JumpStArt Theatre, a collaboration between EdTA and New York-based Music Theatre International and ITheatrics, is a three-year pilot initiative designed to build sustainable musical theatre programs where there previously were none. The pilot is being financed entirely by grants and donations.
Within the pilot, the addition of these particular schools will expand the exploration of the impact that participation in theatre can give to students in diverse situations. Roberts Academy has a large population of students who are English language learners. They aim to use theatre to help teach their students English.
Oyler School is part of a growing national movement aimed at revitalizing schools by combining academic, heath, and social services under one roof.

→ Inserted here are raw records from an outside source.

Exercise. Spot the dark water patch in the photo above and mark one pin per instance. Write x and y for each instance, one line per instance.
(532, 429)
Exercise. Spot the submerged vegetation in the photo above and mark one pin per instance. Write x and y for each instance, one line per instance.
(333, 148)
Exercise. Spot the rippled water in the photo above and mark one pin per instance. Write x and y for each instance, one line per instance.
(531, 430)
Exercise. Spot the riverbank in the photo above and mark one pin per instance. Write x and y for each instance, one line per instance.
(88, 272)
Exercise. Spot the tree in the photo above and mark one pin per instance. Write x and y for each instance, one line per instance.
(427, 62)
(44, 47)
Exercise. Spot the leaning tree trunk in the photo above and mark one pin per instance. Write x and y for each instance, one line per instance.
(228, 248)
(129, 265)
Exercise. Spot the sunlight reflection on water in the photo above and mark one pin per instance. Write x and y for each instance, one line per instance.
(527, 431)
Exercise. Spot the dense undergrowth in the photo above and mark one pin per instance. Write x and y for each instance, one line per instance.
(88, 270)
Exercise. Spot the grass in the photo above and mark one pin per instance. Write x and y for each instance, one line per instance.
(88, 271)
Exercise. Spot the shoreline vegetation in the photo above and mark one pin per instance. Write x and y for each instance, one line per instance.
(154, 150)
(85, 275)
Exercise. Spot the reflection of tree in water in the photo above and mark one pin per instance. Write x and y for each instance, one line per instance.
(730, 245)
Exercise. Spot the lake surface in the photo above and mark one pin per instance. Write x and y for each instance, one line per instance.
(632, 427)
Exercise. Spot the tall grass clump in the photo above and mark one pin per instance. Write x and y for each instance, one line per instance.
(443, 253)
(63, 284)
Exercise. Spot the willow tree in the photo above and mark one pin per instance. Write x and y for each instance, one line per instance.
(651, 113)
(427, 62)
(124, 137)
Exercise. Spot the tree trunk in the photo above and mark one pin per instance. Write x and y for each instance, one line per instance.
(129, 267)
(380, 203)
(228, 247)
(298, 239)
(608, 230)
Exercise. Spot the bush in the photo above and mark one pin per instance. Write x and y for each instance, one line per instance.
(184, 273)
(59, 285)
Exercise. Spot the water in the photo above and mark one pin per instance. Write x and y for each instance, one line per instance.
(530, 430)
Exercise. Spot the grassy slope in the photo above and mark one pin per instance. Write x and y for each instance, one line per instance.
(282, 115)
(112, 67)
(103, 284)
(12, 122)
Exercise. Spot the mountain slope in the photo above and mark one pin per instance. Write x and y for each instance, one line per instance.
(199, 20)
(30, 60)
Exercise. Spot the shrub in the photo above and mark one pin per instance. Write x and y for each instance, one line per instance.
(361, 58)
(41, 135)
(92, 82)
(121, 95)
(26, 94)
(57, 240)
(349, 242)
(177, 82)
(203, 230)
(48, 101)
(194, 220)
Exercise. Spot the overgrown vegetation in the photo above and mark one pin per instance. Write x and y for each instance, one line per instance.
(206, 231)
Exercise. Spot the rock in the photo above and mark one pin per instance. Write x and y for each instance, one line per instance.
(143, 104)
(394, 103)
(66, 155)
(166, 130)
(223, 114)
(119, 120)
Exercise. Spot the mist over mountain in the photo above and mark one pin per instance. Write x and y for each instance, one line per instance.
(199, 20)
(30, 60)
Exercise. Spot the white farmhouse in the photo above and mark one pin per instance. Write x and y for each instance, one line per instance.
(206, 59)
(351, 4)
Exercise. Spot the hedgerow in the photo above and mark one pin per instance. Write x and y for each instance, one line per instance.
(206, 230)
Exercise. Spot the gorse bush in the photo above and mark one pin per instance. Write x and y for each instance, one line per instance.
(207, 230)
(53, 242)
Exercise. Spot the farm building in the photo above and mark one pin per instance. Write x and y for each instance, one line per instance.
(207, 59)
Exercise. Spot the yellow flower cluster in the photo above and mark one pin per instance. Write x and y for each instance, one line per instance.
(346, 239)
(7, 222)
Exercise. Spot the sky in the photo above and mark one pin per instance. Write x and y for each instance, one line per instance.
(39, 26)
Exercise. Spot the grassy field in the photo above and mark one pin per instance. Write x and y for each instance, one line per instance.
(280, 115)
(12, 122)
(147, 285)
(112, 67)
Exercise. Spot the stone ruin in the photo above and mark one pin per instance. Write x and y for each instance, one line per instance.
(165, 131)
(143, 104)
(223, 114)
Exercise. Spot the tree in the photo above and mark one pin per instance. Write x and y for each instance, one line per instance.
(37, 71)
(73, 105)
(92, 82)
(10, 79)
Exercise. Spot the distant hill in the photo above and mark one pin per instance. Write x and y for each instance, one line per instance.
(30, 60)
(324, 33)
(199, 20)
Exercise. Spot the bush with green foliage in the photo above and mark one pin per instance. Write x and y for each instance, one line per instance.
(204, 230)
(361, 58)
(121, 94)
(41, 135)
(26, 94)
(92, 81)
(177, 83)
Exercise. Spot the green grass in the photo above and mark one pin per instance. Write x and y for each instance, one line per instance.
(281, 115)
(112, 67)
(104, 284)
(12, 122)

In the Lower Price Hill neighborhood, Oyler School helps address poverty by hosting a health center and vision center within the school and partners with a Community Learning Center to help after hours with services like nutrition classes and mentoring. For a generation, the neighborhood has prioritized increasing its high school graduation rate and has succeeded in growing it from five to 50 percent over the last 15 years. Participation in the JumpStArt Theatre program will play a critical role in the community's effort to continue and increase that growth.
Finally, the addition of Clark Montessori, which was the nation's first Montessori high school, to the program means that both Cincinnati Montessori high schools are participating.

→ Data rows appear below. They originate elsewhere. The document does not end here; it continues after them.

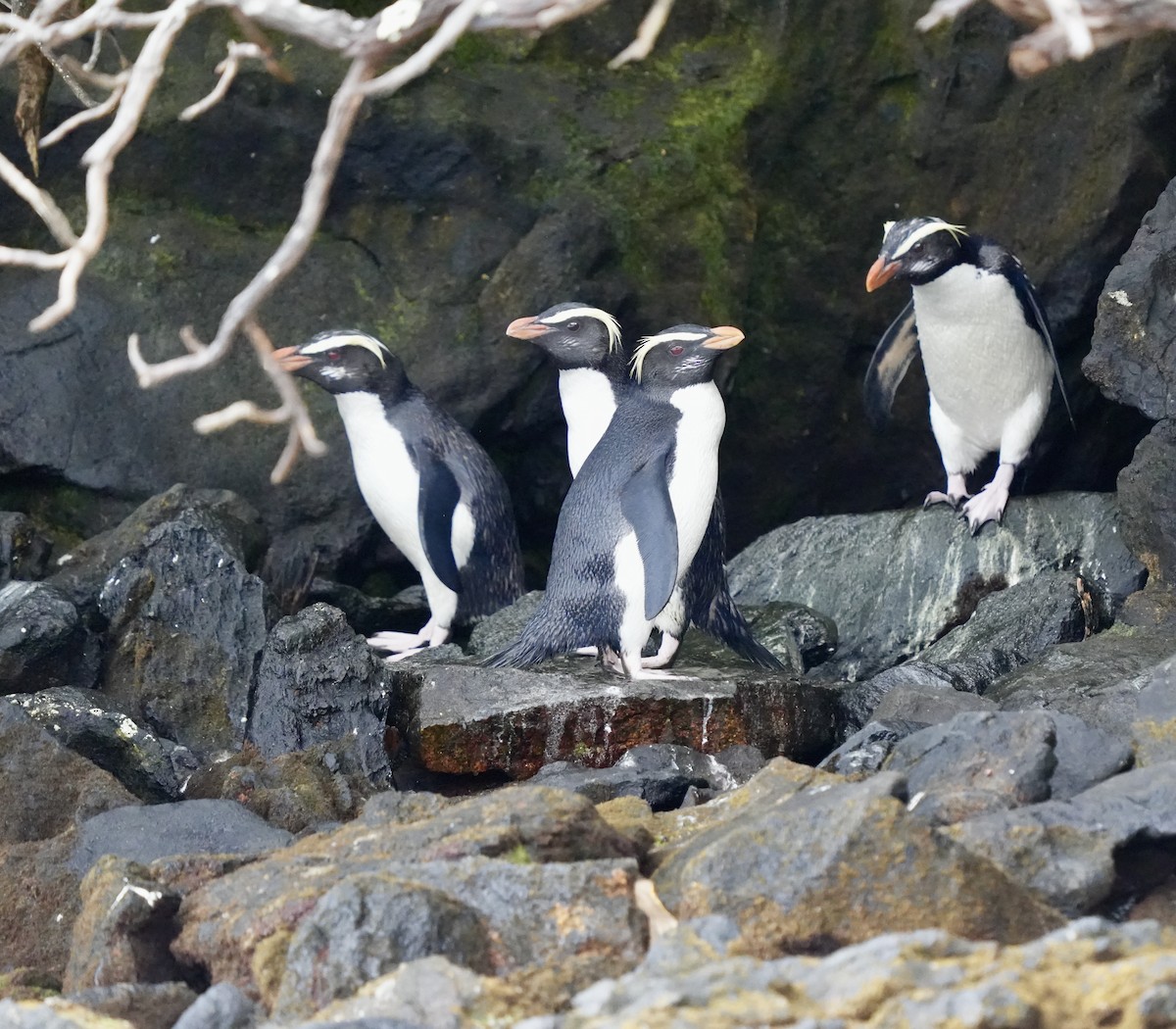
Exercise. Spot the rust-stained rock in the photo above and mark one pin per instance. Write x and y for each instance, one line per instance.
(547, 876)
(462, 718)
(123, 929)
(815, 868)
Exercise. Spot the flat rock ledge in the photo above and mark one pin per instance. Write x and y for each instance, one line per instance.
(466, 718)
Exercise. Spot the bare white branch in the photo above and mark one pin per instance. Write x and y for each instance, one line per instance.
(227, 71)
(1067, 29)
(647, 34)
(39, 200)
(83, 117)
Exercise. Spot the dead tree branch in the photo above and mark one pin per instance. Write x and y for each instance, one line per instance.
(370, 45)
(1065, 29)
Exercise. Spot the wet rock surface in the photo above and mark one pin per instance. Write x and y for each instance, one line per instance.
(898, 581)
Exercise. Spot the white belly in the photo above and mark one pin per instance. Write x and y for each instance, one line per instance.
(695, 475)
(385, 473)
(982, 359)
(588, 407)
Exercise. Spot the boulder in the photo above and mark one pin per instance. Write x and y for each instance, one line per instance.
(465, 718)
(160, 830)
(542, 871)
(809, 862)
(318, 682)
(188, 622)
(42, 641)
(24, 548)
(976, 762)
(152, 768)
(895, 582)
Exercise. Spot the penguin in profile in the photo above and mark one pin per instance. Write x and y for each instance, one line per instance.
(585, 342)
(986, 346)
(634, 516)
(430, 487)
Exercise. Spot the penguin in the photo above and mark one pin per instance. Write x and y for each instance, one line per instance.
(991, 364)
(585, 344)
(430, 487)
(634, 516)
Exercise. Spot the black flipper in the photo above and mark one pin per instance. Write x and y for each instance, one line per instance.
(709, 598)
(1036, 318)
(892, 359)
(646, 505)
(436, 501)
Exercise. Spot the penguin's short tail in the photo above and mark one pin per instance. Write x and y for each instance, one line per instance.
(723, 620)
(536, 644)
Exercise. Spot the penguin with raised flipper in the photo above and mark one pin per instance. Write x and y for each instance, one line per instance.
(585, 342)
(634, 516)
(991, 364)
(430, 487)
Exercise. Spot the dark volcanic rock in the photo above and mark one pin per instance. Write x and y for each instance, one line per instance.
(222, 1005)
(152, 768)
(1148, 495)
(187, 627)
(540, 867)
(1065, 852)
(318, 681)
(83, 570)
(458, 717)
(123, 929)
(915, 574)
(368, 924)
(1130, 357)
(975, 763)
(42, 641)
(45, 786)
(817, 862)
(1098, 680)
(311, 788)
(24, 551)
(660, 774)
(144, 1005)
(863, 753)
(162, 830)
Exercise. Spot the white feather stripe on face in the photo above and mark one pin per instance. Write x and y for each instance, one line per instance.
(922, 233)
(648, 342)
(611, 323)
(334, 342)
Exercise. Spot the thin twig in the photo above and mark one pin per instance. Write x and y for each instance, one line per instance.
(227, 71)
(447, 34)
(83, 117)
(40, 201)
(345, 107)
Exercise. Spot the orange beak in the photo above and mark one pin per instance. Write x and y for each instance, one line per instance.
(723, 338)
(880, 274)
(289, 359)
(527, 328)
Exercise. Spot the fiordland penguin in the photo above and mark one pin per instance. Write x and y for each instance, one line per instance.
(636, 513)
(986, 345)
(430, 487)
(585, 342)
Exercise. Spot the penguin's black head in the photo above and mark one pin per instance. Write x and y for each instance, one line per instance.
(574, 334)
(345, 362)
(916, 250)
(682, 356)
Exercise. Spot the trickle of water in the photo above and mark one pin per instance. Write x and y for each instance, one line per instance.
(709, 709)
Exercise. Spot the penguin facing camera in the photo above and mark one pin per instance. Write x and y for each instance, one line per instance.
(585, 344)
(634, 516)
(429, 486)
(975, 318)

The six schools that joined the program in the first two years-Holmes Middle School, Gamble Montessori High School, Finneytown Middle School, Aiken New Tech High School, Gilbert A. Dater High School, and Felicity-Franklin Middle School-are currently engaged in rehearsals of their JumpStArt Theatre shows and will present public performances in March and May.
Every aspect of JumpStArt Theatre is designed to build sustainability. It structured as a scalable program that can be adapted into a sustainable model for underserved schools nationwide. Each participating pilot school is provided three years of support by EdTA, MTI, and iTheatrics, through educator training, mentors, scripts, and study guides. One component of mentorship and educator training is three day-long 'boot camps' held on Fridays throughout the year.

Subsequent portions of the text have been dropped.